Siete años después, Alfredo Jaar, también arquitecto, fue contratado para llevar a cabo el proyecto del museo permanente para Skoghall. La dicotomía entre ausencia y presencia finalmente se resolvió en favor de la permanencia. Las cenizas de aquel museo efímero reformularon una escala de valores del espacio habitable de esa sociedad en crecimiento, fue un pronunciamiento político que cuestionó y transformó la estructura de lo permisible y lo deseable en un contexto cuando menos semicerrado por lo centrípeto de su esqueleto económico y social. La fábrica papelera fue evidenciada como el dictum de su organización, que condicionaba no sólo la movilidad de sus habitantes, sino también las posibilidades de su imaginación.

Esta pieza no podía actuar sino localizada, en lo singular de ese marco; pero nos conduce a un problema general: cuáles son las funciones de un museo y, más específicamente, cuál su función social. También a una pregunta urgente y más asequible para este momento: ¿cómo hacerlo arder para que esas funciones sean visibilizadas, resplandezcan sobre los constructos que las condicionan y sean cumplidas o transformadas? Algo es un hecho: el museo en nuestro país ha estado congelado por su ámbito institucional y/o comercial. El mercado del arte y las políticas culturales impiden esos incendios necesarios que, sin embargo, a veces tienen lugar con exposiciones polémicas o contrastes en el medio de la crítica (también ya institucionalizada en su mayor parte).

El museo y sus funciones se han normalizado hasta casi convertirnos en consumidores de la oferta que nos presentan. Debemos, a pesar de eso, ser conscientes de que, aunque tengamos algo que reprocharle, forma parte de nuestra identidad como habitantes de cierto lugar, así cumpla con nuestras expectativas o las cuestione.

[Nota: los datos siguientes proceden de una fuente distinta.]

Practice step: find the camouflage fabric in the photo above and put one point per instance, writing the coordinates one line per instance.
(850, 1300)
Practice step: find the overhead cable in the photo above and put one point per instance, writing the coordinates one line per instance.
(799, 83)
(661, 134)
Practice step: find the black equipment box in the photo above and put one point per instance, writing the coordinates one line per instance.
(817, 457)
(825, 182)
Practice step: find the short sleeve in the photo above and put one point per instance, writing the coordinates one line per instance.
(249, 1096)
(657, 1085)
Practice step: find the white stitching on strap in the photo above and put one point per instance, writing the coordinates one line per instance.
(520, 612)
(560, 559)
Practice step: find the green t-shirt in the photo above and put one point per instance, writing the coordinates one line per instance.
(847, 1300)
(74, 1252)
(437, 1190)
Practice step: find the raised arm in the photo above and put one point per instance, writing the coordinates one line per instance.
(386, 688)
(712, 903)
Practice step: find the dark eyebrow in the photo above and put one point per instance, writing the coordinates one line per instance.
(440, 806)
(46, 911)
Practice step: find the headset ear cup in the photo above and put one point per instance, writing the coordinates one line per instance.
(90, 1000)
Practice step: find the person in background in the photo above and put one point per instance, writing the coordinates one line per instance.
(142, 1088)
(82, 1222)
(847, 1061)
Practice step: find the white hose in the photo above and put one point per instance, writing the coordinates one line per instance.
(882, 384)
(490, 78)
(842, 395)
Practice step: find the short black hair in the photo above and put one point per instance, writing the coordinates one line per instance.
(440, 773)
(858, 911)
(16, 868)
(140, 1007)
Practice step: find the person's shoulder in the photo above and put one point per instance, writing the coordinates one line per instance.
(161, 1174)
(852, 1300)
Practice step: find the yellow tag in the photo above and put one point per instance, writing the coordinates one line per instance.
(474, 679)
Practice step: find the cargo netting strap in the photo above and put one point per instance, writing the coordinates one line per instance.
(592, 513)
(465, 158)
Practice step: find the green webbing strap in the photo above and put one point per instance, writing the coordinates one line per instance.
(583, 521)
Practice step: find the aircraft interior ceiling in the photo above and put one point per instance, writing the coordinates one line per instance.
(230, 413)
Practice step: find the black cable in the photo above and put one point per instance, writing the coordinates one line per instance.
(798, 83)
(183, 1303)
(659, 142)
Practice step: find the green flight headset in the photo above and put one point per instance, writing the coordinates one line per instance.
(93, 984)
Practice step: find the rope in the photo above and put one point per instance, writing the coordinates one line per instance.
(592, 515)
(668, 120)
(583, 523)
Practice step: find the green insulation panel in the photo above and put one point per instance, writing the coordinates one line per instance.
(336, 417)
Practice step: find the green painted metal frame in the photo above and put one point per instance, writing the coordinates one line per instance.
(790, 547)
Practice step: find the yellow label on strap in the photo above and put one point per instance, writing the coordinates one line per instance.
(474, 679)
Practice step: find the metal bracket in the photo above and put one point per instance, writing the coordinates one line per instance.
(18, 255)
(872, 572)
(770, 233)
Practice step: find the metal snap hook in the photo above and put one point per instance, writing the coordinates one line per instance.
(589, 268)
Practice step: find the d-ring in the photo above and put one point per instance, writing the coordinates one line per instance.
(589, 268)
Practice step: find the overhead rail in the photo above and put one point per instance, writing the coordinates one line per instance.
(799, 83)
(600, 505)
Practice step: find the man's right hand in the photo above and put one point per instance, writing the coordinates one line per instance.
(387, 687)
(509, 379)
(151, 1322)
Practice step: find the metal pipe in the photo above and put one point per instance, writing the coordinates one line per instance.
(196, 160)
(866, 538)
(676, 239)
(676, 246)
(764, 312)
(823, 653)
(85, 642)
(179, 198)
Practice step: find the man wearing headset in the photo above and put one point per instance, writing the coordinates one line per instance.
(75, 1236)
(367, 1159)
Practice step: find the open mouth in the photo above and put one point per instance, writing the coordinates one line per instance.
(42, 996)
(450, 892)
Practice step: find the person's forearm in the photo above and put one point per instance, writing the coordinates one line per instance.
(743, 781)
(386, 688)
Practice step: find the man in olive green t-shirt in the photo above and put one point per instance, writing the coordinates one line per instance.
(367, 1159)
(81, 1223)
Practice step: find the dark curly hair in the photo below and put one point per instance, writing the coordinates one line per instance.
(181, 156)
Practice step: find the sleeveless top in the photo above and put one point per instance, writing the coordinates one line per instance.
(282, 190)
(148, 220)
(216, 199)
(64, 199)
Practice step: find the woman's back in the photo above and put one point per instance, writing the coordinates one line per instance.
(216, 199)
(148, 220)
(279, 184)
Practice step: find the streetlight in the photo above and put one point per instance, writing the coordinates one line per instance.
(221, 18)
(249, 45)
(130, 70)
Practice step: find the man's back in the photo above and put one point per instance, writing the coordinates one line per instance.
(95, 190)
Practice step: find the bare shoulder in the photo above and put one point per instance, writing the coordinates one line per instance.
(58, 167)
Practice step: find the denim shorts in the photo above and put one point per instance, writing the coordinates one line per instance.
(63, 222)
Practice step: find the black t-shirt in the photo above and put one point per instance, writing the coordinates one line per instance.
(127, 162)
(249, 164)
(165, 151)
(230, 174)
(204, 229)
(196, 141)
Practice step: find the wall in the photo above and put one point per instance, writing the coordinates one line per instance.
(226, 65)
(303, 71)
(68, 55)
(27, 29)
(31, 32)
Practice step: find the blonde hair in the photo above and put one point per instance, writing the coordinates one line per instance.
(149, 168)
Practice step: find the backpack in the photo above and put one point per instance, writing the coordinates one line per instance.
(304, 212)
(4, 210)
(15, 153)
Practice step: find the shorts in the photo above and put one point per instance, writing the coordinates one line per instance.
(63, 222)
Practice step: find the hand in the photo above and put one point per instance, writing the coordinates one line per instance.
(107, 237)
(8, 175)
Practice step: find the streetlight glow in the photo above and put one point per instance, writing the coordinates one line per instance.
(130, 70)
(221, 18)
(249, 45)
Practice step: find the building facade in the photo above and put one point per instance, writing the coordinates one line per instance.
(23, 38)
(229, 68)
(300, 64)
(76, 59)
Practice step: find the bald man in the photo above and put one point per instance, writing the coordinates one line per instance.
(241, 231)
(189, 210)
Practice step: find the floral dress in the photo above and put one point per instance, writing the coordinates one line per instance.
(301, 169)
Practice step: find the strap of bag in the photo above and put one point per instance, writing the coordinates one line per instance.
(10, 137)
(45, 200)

Dentro de sus funciones, ésta no es una menor: el espacio museístico crea comunidad. Alfredo Jaar, en el caso que presentamos, expone su ausencia para visibilizarlo, realiza ese ejercicio para el que somos ya incapaces.

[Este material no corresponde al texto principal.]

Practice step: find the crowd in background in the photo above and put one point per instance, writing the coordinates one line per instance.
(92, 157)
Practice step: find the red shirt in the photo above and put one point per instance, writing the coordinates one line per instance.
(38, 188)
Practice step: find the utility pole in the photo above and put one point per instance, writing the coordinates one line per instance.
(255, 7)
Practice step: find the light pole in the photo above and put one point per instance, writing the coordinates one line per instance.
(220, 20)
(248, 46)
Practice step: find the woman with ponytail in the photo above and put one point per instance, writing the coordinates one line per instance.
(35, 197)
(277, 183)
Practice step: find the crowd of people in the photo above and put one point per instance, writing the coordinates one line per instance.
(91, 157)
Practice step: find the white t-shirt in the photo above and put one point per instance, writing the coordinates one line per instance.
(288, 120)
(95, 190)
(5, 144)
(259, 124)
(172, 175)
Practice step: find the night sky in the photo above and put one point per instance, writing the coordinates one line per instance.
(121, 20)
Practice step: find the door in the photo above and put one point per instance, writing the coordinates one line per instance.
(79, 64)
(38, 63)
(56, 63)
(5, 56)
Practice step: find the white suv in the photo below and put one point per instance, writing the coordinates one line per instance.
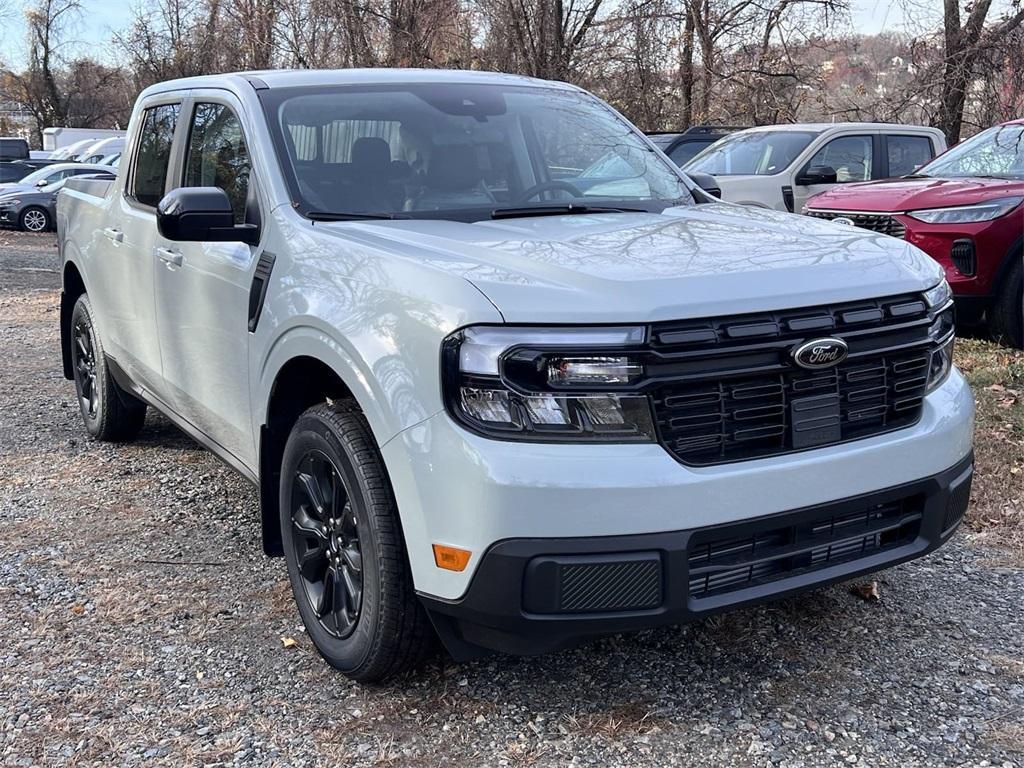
(780, 166)
(500, 372)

Así, podemos considerar el museo como un “lugar común”, parte del sistema del arte y del sistema económico y de políticas culturales que condicionan lo que vemos y en lo que, como consecuencia, nos miramos. El museo, lugar común, parte de una industria, de un contrato social del que no podemos escapar. Pero también podemos, como lo hace aparecer Jaar mediante la fugacidad de la llama y de manera análoga a como Didi-Huberman piensa en la imagen, entenderlo a partir de en un guiño, pensar el museo como lugar no común sino “de lo común”, de construcción y reconocimiento colectivo e individual. ¿Acaso no quedan aún resquicios dentro del lugar común para hacer aparecer mediante gestos la posibilidad de ese menos evidente lugar de lo común? A pesar de la complejidad de su funcionamiento y de su ya inamovible estatuto, de todos los agentes y departamentos que intervienen, quizá hay todavía una manera de encontrar esa posibilidad: ser atravesado por la flama desde su interior, desde la práctica artística, la curaduría y museografía, la comunicación, la crítica…

Incendiar el museo significaría entonces hacer lo que hizo Jaar con el suyo, pero en un sentido metafórico. Crear una memoria que sustituya el lugar de una ausencia, reconocer una necesidad al iluminar un vacío, quizá sólo es posible aún haciendo fuego. La llama, aunque fugaz, visibiliza, expone a la mirada aquello que se le oculta; la llama nunca ha perdido su origen prometeico.